13 August 2013 03:16  [Source: ICIS news]

MEDELLIN, Colombia (ICIS)--Mexico’s president, Enrique Pena Nieto, unveiled on Monday proposals to overhaul the country’s energy sector that will allow profit-sharing agreements between state-run oil company Pemex and private firms.

The proposals, outlined in a 29-page document made available on the presidential website, include controversial changes to articles 27 and 28 of Mexico’s constitution to allow private and foreign investment.

Existing Mexican law limits energy production by foreign companies as equity stakes and joint ventures are prohibited. Instead, Mexico can pay third-party companies through service-type contracts.

The proposals also entail the restructuring of Pemex and its subsidiaries into two divisions: exploration and production; and industrial processing. The president stopped short of yielding state ownership of the country’s energy resources.

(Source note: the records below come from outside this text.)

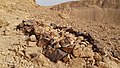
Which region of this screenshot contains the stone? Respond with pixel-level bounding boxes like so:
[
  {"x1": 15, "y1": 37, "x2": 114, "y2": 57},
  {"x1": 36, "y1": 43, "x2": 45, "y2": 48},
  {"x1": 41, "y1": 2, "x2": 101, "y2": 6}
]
[
  {"x1": 37, "y1": 39, "x2": 50, "y2": 47},
  {"x1": 94, "y1": 52, "x2": 102, "y2": 61},
  {"x1": 70, "y1": 58, "x2": 86, "y2": 68},
  {"x1": 73, "y1": 45, "x2": 83, "y2": 57},
  {"x1": 28, "y1": 42, "x2": 36, "y2": 47},
  {"x1": 59, "y1": 38, "x2": 70, "y2": 47},
  {"x1": 30, "y1": 35, "x2": 37, "y2": 42},
  {"x1": 80, "y1": 47, "x2": 94, "y2": 58},
  {"x1": 62, "y1": 54, "x2": 70, "y2": 63},
  {"x1": 30, "y1": 53, "x2": 38, "y2": 58},
  {"x1": 61, "y1": 45, "x2": 75, "y2": 53},
  {"x1": 48, "y1": 49, "x2": 67, "y2": 62}
]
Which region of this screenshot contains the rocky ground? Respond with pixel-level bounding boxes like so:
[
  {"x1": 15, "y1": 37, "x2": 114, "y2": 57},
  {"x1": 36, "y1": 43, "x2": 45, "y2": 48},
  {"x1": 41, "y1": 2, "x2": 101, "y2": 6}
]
[{"x1": 0, "y1": 0, "x2": 120, "y2": 68}]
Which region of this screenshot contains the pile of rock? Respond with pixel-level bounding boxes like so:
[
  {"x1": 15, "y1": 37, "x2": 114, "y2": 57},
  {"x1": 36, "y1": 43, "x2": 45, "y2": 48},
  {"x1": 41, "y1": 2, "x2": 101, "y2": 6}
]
[{"x1": 17, "y1": 20, "x2": 95, "y2": 62}]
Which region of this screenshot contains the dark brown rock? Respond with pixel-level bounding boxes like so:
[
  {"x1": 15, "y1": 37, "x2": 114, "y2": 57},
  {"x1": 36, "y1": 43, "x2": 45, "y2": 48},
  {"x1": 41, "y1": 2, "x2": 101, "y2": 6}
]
[
  {"x1": 48, "y1": 49, "x2": 67, "y2": 62},
  {"x1": 37, "y1": 39, "x2": 50, "y2": 47}
]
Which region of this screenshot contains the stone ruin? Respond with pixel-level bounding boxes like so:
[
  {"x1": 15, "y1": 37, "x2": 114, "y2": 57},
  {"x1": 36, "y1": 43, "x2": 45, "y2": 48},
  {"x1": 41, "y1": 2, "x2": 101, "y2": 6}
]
[{"x1": 16, "y1": 20, "x2": 98, "y2": 63}]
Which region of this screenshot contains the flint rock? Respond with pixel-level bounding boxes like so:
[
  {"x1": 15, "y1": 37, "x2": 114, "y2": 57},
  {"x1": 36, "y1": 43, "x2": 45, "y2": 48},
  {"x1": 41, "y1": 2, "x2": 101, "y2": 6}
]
[
  {"x1": 30, "y1": 35, "x2": 37, "y2": 42},
  {"x1": 80, "y1": 47, "x2": 94, "y2": 58},
  {"x1": 45, "y1": 49, "x2": 67, "y2": 62},
  {"x1": 37, "y1": 39, "x2": 50, "y2": 47}
]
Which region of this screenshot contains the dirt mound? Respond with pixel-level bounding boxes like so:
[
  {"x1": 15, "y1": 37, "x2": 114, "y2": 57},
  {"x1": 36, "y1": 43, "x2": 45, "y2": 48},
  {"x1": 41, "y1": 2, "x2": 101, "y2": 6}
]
[{"x1": 0, "y1": 0, "x2": 120, "y2": 68}]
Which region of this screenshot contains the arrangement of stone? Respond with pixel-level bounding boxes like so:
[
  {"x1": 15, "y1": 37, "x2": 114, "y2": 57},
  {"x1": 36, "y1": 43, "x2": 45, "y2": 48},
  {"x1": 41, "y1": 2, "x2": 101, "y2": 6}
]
[{"x1": 16, "y1": 20, "x2": 96, "y2": 62}]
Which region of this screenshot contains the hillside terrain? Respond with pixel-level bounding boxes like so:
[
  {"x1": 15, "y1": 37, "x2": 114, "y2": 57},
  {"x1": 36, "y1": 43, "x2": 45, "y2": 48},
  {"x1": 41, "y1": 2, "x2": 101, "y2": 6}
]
[{"x1": 0, "y1": 0, "x2": 120, "y2": 68}]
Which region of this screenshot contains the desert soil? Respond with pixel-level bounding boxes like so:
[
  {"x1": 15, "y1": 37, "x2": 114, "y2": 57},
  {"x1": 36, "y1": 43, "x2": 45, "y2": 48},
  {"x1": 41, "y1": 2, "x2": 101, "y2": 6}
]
[{"x1": 0, "y1": 0, "x2": 120, "y2": 68}]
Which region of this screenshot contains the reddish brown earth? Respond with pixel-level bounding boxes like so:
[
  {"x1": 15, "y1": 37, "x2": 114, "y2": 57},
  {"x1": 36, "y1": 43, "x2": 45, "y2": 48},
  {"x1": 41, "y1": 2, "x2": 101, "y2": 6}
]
[{"x1": 0, "y1": 0, "x2": 120, "y2": 68}]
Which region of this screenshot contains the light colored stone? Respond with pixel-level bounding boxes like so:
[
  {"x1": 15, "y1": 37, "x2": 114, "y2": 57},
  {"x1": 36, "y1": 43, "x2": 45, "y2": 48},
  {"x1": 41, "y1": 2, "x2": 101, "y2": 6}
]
[
  {"x1": 81, "y1": 47, "x2": 94, "y2": 58},
  {"x1": 73, "y1": 45, "x2": 82, "y2": 57},
  {"x1": 30, "y1": 35, "x2": 36, "y2": 42}
]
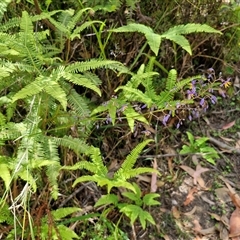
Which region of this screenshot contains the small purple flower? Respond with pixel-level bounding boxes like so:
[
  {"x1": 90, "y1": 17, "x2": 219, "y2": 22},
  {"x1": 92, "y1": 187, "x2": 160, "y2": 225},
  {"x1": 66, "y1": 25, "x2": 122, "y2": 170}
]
[
  {"x1": 220, "y1": 78, "x2": 232, "y2": 88},
  {"x1": 199, "y1": 98, "x2": 205, "y2": 107},
  {"x1": 176, "y1": 120, "x2": 182, "y2": 129},
  {"x1": 162, "y1": 114, "x2": 170, "y2": 126},
  {"x1": 105, "y1": 115, "x2": 112, "y2": 124},
  {"x1": 208, "y1": 88, "x2": 213, "y2": 93},
  {"x1": 210, "y1": 95, "x2": 217, "y2": 104}
]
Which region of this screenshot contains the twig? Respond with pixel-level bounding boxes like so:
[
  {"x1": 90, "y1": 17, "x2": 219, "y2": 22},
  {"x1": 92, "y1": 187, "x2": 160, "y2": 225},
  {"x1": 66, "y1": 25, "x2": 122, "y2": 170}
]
[
  {"x1": 208, "y1": 136, "x2": 240, "y2": 154},
  {"x1": 59, "y1": 182, "x2": 91, "y2": 208}
]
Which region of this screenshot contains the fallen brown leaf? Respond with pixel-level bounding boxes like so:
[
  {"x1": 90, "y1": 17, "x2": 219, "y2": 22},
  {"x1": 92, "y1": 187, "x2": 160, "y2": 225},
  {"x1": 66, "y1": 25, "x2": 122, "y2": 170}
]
[
  {"x1": 215, "y1": 187, "x2": 231, "y2": 203},
  {"x1": 172, "y1": 206, "x2": 181, "y2": 219},
  {"x1": 183, "y1": 187, "x2": 198, "y2": 206},
  {"x1": 180, "y1": 164, "x2": 210, "y2": 188},
  {"x1": 228, "y1": 191, "x2": 240, "y2": 208},
  {"x1": 235, "y1": 140, "x2": 240, "y2": 149},
  {"x1": 222, "y1": 120, "x2": 235, "y2": 130},
  {"x1": 229, "y1": 208, "x2": 240, "y2": 240},
  {"x1": 151, "y1": 158, "x2": 158, "y2": 192}
]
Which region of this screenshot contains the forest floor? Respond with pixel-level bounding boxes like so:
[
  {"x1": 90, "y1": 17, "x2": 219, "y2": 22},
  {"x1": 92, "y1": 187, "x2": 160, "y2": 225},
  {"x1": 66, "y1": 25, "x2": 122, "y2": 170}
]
[{"x1": 137, "y1": 93, "x2": 240, "y2": 240}]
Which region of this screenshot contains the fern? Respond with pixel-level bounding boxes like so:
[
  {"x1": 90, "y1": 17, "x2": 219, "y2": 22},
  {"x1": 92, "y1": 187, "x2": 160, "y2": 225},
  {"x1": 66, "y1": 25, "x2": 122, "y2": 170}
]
[
  {"x1": 0, "y1": 0, "x2": 11, "y2": 21},
  {"x1": 112, "y1": 23, "x2": 222, "y2": 56},
  {"x1": 62, "y1": 140, "x2": 156, "y2": 193}
]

“Pemex and CFE (the federal electricity commission) will not be sold nor privatised,” said Pena Nieto in his proposal. “They will continue to be 100% Mexican companies and 100% public companies. Strengthened, competitive and efficient,” he said.

If the measures are approved, crude production could increase from current levels of about 2.5m bbls/day to 3m bbls/day by 2018, and to 3.5m bbls/day by 2025, and double gas production to 10.4 billion cubic feet (bfc) over the same period, the president said.

The proposals would also address Mexico’s dependence on imports of refined products and petrochemicals, which are a result of the country’s “limited refining capacity”, he said.

The proposed changes also seek to improve the transparency and accountability of Pemex, and reduce the company’s tax burden. Mexico’s government currently depends on oil revenues to fund around a third of the federal budget.

It is unclear how the proposals would be received by the Mexican population. Pemex was founded in 1938 following the expropriation of the nation’s hydrocarbon resources, and for many Mexicans, the company embodies the ideal of national independence from foreign intervention.

Protests broke out on Friday at the Pajaritos petrochemical complex against private firm Mexichem’s involvement at the facility, and angry demonstrations rocked Mexico City in July in defence of Pemex. Some commentators are predicting further protests following the president’s announcement.

The opposition Democratic Revolutionary Party (PRD) has said it would oppose any changes to the constitution, and is expected to submit its own energy reform proposals in the coming days, according to the party’s website.

Meanwhile, Pena Nieto will have to depend on the support of his own Institutional Revolutionary Party (PRI) and the conservative National Action Party (PAN) to secure the two-thirds majority he requires to push the bill through the country’s senate.

The proposals would then have to be ratified by 17 of the country’s 32 state legislatures, according to the presidential website.